Dillon Rosenblatt//March 5, 2019
Dillon Rosenblatt//March 5, 2019
Chief Justice Scott Bales in his chamber. PHOTO BY DILLON ROSENBLATT/ARIZONA CAPITOL TIMES
Chief Justice Scott Bales informed Governor Doug Ducey today he plans to retire this summer once his term as chief justice is up.
Bales has been on the Supreme Court since 2005 and served as chief justice since 2014. He did not hire any clerks for this year, a sign of a pending retirement. He told Arizona Capitol Times in January he was strongly considering retirement, but had not made up his mind yet.
Bales’s retirement means Ducey will get to appoint his fifth justice to the state’s highest court.
Ducey has already appointed Justice Clint Bolick in 2016, and Justices Andrew Gould and John Lopez IV later that year after the governor signed the law expanding the court from five to seven justices.
Ducey is now in the process of picking his fourth justice to fill the seat left vacant by Justice John Pelander’s Feb. 28 retirement, and the process will begin again when Bales leaves on July 31.
Bales retirement follows an unwritten tradition of chief justices.
Remaining on the court after the five-year term as chief justice is rare. Of Arizona’s previous six chief justices, only two remained on the court for more than one year. Rebecca White Berch – who held the title before Bales – remained on for 15 months, and Stanley Feldman remained on for five years. So it is definitely not uncommon that Bales has decided his time was up.
In his place Vice Chief Justice Robert Brutinel will become chief justice and the longest tenured member on the bench. Justice Ann Scott Timmer will become the vice chief.

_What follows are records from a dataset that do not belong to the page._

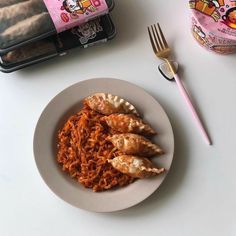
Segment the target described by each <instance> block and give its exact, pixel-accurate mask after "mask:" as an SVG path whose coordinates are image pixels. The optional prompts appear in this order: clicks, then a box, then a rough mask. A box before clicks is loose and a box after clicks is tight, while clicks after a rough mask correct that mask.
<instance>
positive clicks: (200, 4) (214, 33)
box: [189, 0, 236, 54]
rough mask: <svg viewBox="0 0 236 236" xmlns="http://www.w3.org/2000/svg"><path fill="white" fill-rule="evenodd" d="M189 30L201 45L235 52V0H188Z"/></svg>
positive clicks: (218, 51)
mask: <svg viewBox="0 0 236 236" xmlns="http://www.w3.org/2000/svg"><path fill="white" fill-rule="evenodd" d="M189 6H190V8H191V30H192V33H193V36H194V38H195V39H196V40H197V42H198V43H199V44H200V45H202V46H203V47H205V48H207V49H208V50H210V51H214V52H216V53H220V54H229V53H236V0H190V1H189Z"/></svg>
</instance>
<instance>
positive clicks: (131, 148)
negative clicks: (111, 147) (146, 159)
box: [108, 134, 164, 157]
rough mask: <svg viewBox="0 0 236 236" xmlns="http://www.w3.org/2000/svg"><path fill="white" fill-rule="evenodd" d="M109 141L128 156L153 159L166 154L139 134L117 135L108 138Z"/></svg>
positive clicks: (158, 146) (120, 134)
mask: <svg viewBox="0 0 236 236" xmlns="http://www.w3.org/2000/svg"><path fill="white" fill-rule="evenodd" d="M108 140H109V141H110V142H112V143H113V145H114V146H115V147H116V148H117V149H118V150H120V151H121V152H123V153H125V154H127V155H137V156H145V157H151V156H155V155H157V154H159V155H160V154H163V153H164V151H163V150H162V149H161V148H160V147H159V146H158V145H156V144H153V143H151V142H150V141H149V140H148V139H146V138H144V137H143V136H141V135H137V134H115V135H112V136H111V137H108Z"/></svg>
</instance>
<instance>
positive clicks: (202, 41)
mask: <svg viewBox="0 0 236 236" xmlns="http://www.w3.org/2000/svg"><path fill="white" fill-rule="evenodd" d="M193 36H194V38H195V39H196V40H197V41H198V42H199V43H200V44H201V45H204V44H206V34H205V33H204V32H203V31H202V29H201V27H200V26H197V25H194V26H193Z"/></svg>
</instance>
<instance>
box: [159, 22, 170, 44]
mask: <svg viewBox="0 0 236 236" xmlns="http://www.w3.org/2000/svg"><path fill="white" fill-rule="evenodd" d="M157 27H158V30H159V32H160V35H161V39H162V42H163V44H164V46H165V48H169V45H168V43H167V42H166V39H165V36H164V34H163V32H162V30H161V27H160V25H159V23H157Z"/></svg>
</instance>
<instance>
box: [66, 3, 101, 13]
mask: <svg viewBox="0 0 236 236" xmlns="http://www.w3.org/2000/svg"><path fill="white" fill-rule="evenodd" d="M63 7H64V9H65V10H66V11H67V12H69V13H72V14H85V13H86V12H87V11H90V12H94V11H96V10H97V9H96V8H95V7H94V6H93V4H92V2H91V0H64V1H63Z"/></svg>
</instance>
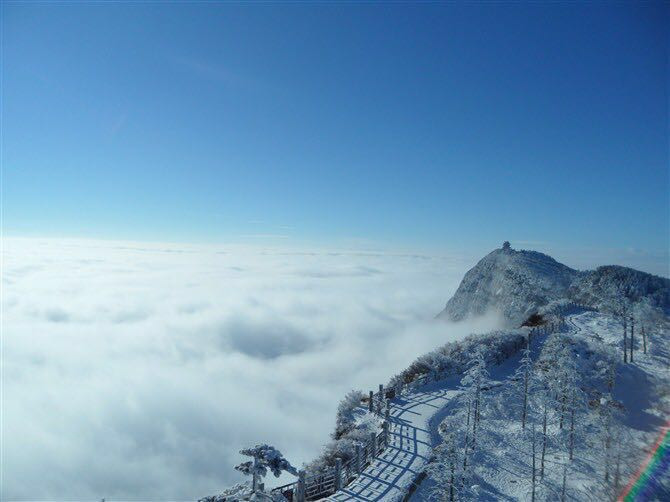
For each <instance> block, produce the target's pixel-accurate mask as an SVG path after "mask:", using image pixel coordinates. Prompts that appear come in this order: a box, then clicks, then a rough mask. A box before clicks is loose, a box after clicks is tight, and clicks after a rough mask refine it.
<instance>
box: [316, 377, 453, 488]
mask: <svg viewBox="0 0 670 502" xmlns="http://www.w3.org/2000/svg"><path fill="white" fill-rule="evenodd" d="M454 384H455V382H454V380H453V379H447V380H445V381H442V382H436V383H433V384H429V385H427V386H424V387H422V388H421V389H418V390H416V391H414V392H412V393H410V394H407V395H404V396H402V397H401V398H397V399H394V400H393V401H391V417H390V422H391V425H390V429H389V431H390V439H389V446H388V447H387V448H386V449H385V450H384V452H383V453H382V454H381V455H380V456H379V457H378V458H377V459H375V461H374V462H372V464H371V465H369V466H368V467H367V469H365V471H364V472H363V473H362V474H361V475H360V476H359V477H357V478H356V479H355V480H354V481H352V482H351V483H350V484H349V485H348V486H347V487H346V488H344V489H343V490H341V491H339V492H337V493H335V494H334V495H331V496H330V497H328V499H327V500H331V501H342V500H364V501H381V500H397V499H400V498H401V497H402V496H403V495H404V493H405V491H406V489H407V487H408V486H409V485H410V484H411V483H412V481H414V479H415V478H416V476H417V475H418V474H419V473H420V472H421V471H422V470H423V466H424V464H425V463H426V462H427V461H428V458H429V455H430V452H431V449H432V445H433V438H432V435H434V433H435V431H431V428H432V427H431V425H432V424H437V423H439V421H440V420H436V418H439V415H440V414H442V413H443V412H444V410H445V409H446V405H447V403H448V402H449V400H450V399H452V398H453V397H454V396H455V395H457V394H458V393H459V391H458V390H455V389H454V387H455V385H454Z"/></svg>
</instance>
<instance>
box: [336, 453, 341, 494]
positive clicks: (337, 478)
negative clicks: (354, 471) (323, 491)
mask: <svg viewBox="0 0 670 502" xmlns="http://www.w3.org/2000/svg"><path fill="white" fill-rule="evenodd" d="M340 488H342V459H341V458H336V459H335V491H338V490H339V489H340Z"/></svg>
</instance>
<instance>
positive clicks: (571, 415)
mask: <svg viewBox="0 0 670 502" xmlns="http://www.w3.org/2000/svg"><path fill="white" fill-rule="evenodd" d="M574 450H575V403H574V402H573V403H572V406H571V409H570V460H572V454H573V452H574Z"/></svg>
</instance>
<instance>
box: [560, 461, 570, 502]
mask: <svg viewBox="0 0 670 502" xmlns="http://www.w3.org/2000/svg"><path fill="white" fill-rule="evenodd" d="M567 477H568V464H567V463H564V464H563V485H562V486H561V502H565V481H566V479H567Z"/></svg>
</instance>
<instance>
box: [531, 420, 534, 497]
mask: <svg viewBox="0 0 670 502" xmlns="http://www.w3.org/2000/svg"><path fill="white" fill-rule="evenodd" d="M531 441H532V445H533V446H532V449H533V472H532V475H531V486H532V492H531V502H535V424H533V437H532V440H531Z"/></svg>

As is currently happening to fill the seat vacated by Pelander, a merit selection committee will decide which candidates they decide are best qualified to send to the governor for his appointment.
It’s possible to see many of the same applicants who sought the most recent vacancy try again as the process to fill Bales’ slot moves ahead.
Before joining the Supreme Court, Bales worked for a private practice from 1985 to 1994, was an assistant U.S. attorney for the District of Arizona from 1995 to 1999, the Arizona solicitor general from 1999 to 2001 and then returned to a private practice until Democratic Gov. Janet Napolitano appointed him to the Supreme Court.
Bales just served as chair of the Commission on Appellate Court Appointments, which was tasked with interviewing candidates for the vacancy of Justice John Pelander’s seat.